Now that I have your attention, let me explain.

I have mentioned over the last few months that voter participation in Primaries can be an indicator of voter enthusiasm. I've been watching this metric as we have gone through primary season and drawn a few conclusions. In my opinion, the signs point to this election not being a traditional "wave" election but being a realignment election instead.

What is the difference? In a wave election, such as 2006 and 2010, you see three effects in play at once. The losing party base is demoralized and doesn't show up to vote, independents swing toward the winning party, and the base of the winning party are enthusiastic and show up at the polls. The participation in the primaries can give clues regarding the first and third effects.

In a realignment election, a particular political philosophy dominates the election. Those who embrace the philosophy will do very well, but those who are ambivalent struggle. 2002 is a decent example where the reaction to 9/11 lead to the election of NeoCons on both sides of the aisle. I could argue that 2016 is a better example, but that election also had characteristics of a wave.

In my research for this post, I found the following quote from March 2016.

Indeed, history suggests that there is no relationship between primary turnout and the general election outcome. You can see this on the most basic level by looking at raw turnout in years which both parties had competitive primaries.

-Harry Enten writing at 538.com

I don't want to kneejerk respond and call him wrong (even though he is wrong). As is often the case in political analysis, he is looking at the wrong metric. He is looking at gross numbers of partisan turnout, then discounting the importance by noting that the disparity in registration numbers between states invalidates the metric. Because California has so many Democrats, mediocre turnout among Democrats in that state overwhelms higher than normal Republican turnout in Wyoming.

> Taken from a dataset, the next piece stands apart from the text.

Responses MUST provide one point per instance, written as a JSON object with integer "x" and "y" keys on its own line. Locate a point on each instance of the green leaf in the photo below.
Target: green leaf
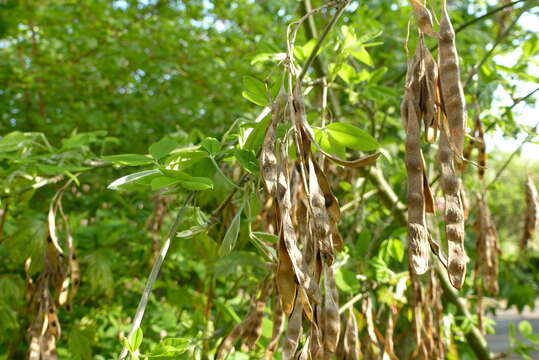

But my theory is that the important metric is the percentage of partisan turnout in a primary compared to the registration data of the state. This is a measure of the enthusiasm of the partisans of both parties and can give a guide to what to expect regarding those first and third effects I mention above. Heavy primary participation tends to indicate that those voters will show up in November. This is common sense.

To test this theory, I looked at the voting participation in California in 2006 and 2010 and Arizona in 2010, 2018, and now in 2022. 2006 was a wave year for Democrats, while 2010 was a wave year for Republicans. California congressional elections are useful to look at because unlike the state-wide offices, there is a wide range of safe and competitive seats on both sides. I also picked 2010 because it was the last election before the Democrats launched their ballot harvesting operation, which is skewing results. By the way, I had to manually add the numbers from all 53 districts in 2006 from an old PDF file. It was tedious, but I did it for all of you.

Here is a summary of the results:


Starting with California, in 2006 the Democrats had 33% of their voters participate in the primaries, while the Republicans had 28% of their voters participate. Of course, that year the Democrats cruised to a massive victory taking every competitive district. In 2010, those percentages effectively reversed with Democrats having a 28% participation rate, while Republicans had a 38% rate. Now recall that no Democrats in California lost their seats, but it was very close in the 11th and 20th districts (and they did lose the 20th in 2014). The CA Republican general election turnout in 2006 was 37.4% of the vote, where in 2010 they increased their vote share to 43.5%. The shift in primary participation was clearly an indicator of general election participation.

What insights can be gained from looking at Arizona's results? In the 2010 red wave, the Republicans had a 54% participation rate, while the Democrats had a dismal 33% participation rate. That year the Republicans flipped two House seats. But in 2018, which was an "ok" year for Democrats (a light blue wave that was blunted in places like Florida) the Republican participation remained relatively the same at 52% while Democrats increased to a 47% rate. The result was Sinema beating McSally in a close race and the Democrats flipping one of the House seats.

Which brings us to 2022 and the primary election from 3 weeks ago. Arizona set a record for Republican participation in a primary with 58% participation. Importantly, the nature of the participation was heavily influenced by younger male Hispanics, with the traditional over 65 Republican voters tending to sit the primary out. Note that Democrats slightly increased their participation from 2018, by about 1.5%. But Republicans increased by over 6%, despite losing the traditional McCain voters. This tends to indicate that both parties will have strong turnout in November, but Republican turnout will be much higher. Coupled with their registration advantage and the Independent vote, Lake and Masters should win their races. Kelly needs the Independents to swing his way, and he is already lying trying to hide from his voting record.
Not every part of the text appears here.